Background: Extracorporeal shockwave therapy (ESWT) was first introduced into clinical practice in 1982 and has been a beneficial inclusion to the non-invasive treatment option of numerous orthopaedic pathologies. However, clinical evidence of the use of ESWT for various foot and ankle disorders has been limited with a consensus on its efficacy yet available. Therefore, the purpose of this study is to systematically review the literature, to provide a critical evaluation and meta-analysis for the use of ESWT in foot and ankle disorders.

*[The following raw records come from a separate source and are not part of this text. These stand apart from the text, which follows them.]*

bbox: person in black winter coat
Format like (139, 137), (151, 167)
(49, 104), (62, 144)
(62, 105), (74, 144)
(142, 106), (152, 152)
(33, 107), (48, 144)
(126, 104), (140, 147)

Methods: The PubMed and Embase databases were systematically reviewed and clinical studies that reported ESWT use for various foot and ankle disorders included.
Results: A total of 24 clinical studies that included 12 randomized controlled trials and 12 case series were identified. Analysis of the evidence has indicated that ESWT can help manage plantar fasciitis, calcaneal spur, Achilles tendinopathy and Morton’s neuroma. Meta-analysis of the change in pre-to post-VAS overall scores for plantar fasciitis significantly favored ESWT compared to placebo/conservative treatment with a MD-3.10(95%Cl, -4.36 to -1.83; l2=68%; P<0.00001).
Conclusions: The current evidence has suggested that ESWT can provide symptomatic benefit to plantar fasciitis treatment, with minimal and unremarkable side effects. Overall, ESWT has been demonstrated to be safe treatment option with a favorable complication profile. Further well-designed studies of ESWT for the treatment of calcaneal spurs, Achilles tendinopathy and Morton’s neuroma are warranted to more soundly and safely support its current use. Future studies are suggested to investigate the optimization of ESWT treatment protocols.